With reference to FIGS. 1-3, a process 300 is described for rendering images of an AR scene according to a first-person point of view of a user. Process 300 may be implemented on, for example, system 100 depicted in FIG. 1. At step 302, the system is initialized. The system checks whether a calibration is required and performs the calibration if necessary.

The calibration process provides one or more transformation matrices ^jΩ_irepresenting spatial relationships among cameras 102A-102C. For example, a transformation matrix ^jΩ_idescribes a spatial relationship between camera i and camera j, which correspond to two different ones of cameras 102A-102C. Transformation matrix ^jΩ_irepresents a homogeneous transformation from a coordinate system associated with camera j to that associated with camera i, including a rotational matrix R and a translational vector T, defined as follows:

${}^{j}Q_{i} = [R  T] = [\begin{matrix} r_{11} & r_{12} & r_{12} & t_{1} \\ r_{21} & r_{22} & r_{23} & t_{2} \\ r_{31} & r_{32} & r_{33} & t_{3} \\ 0 & 0 & 0 & 1 \end{matrix}], where :$ $R = [\begin{matrix} r_{11} & r_{12} & r_{13} \\ r_{21} & r_{22} & r_{23} \\ r_{31} & r_{32} & r_{33} \end{matrix}]$ $and$ $T = [\begin{matrix} t_{1} \\ t_{2} \\ t_{3} \end{matrix}] .$

Elements of the rotational matrix R may be determined based on rotational angles in three orthogonal directions as required for the coordinate transformation from camera j to camera i.
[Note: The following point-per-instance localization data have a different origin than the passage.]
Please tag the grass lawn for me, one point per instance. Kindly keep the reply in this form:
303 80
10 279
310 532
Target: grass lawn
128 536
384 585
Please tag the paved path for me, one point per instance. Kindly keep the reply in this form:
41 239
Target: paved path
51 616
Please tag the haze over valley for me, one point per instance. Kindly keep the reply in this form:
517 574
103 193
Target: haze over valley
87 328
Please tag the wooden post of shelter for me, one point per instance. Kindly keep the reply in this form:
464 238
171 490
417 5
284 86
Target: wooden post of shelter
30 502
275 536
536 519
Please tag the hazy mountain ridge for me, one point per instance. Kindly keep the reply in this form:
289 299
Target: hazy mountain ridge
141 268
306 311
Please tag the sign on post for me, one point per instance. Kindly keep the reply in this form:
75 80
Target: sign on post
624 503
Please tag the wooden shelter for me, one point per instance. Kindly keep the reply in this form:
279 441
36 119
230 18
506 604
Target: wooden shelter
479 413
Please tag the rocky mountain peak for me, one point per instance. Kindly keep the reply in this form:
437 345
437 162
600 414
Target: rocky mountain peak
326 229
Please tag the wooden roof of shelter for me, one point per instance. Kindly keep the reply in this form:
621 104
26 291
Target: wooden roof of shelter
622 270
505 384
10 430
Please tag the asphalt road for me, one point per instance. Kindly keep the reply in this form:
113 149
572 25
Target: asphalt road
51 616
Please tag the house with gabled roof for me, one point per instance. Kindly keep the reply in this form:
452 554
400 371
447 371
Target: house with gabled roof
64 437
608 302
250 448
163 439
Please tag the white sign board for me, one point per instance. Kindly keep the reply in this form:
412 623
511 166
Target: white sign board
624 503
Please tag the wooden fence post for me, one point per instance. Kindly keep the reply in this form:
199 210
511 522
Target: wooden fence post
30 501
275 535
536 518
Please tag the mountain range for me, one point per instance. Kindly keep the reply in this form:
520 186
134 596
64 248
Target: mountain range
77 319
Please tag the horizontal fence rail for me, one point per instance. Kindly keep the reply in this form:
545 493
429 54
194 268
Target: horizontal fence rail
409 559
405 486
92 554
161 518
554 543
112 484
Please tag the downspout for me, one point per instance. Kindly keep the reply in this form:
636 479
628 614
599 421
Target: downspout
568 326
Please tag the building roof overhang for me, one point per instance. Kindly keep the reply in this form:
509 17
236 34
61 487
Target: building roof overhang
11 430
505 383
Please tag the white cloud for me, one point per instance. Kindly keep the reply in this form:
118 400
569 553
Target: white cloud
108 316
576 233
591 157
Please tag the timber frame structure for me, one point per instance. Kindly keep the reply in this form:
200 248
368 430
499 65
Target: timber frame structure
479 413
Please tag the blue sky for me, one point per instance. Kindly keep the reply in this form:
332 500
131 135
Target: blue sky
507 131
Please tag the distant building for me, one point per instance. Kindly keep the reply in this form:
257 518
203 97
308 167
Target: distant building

Elements of the translational vector T may be determined based on the translations along the three orthogonal directions as required for the coordinate transformation.

In a system having N cameras, a total of N−1 transformation matrices ^jΩ_iare generated during the calibration process. The calibration process will be further described below.

At step 304, server 106 receives images of the working area from cameras 102A-102C and extracts depth maps from the images. A depth map is a data array, each data element of which indicates a relative position of a real object or a portion thereof with respect to a reference within the working area, when viewed through a respective one of cameras 102A-102C. In working area 202 as shown in FIG. 2, for example, real object 208 is positioned further away from camera 204A than real object 206. Thus, the depth map generated by camera 204A provides a depth value for real object 208 greater than that for real object 206. Accordingly, in the depth map generated from camera 204A, the data elements representing real object 208 have greater values than those representing real object 206.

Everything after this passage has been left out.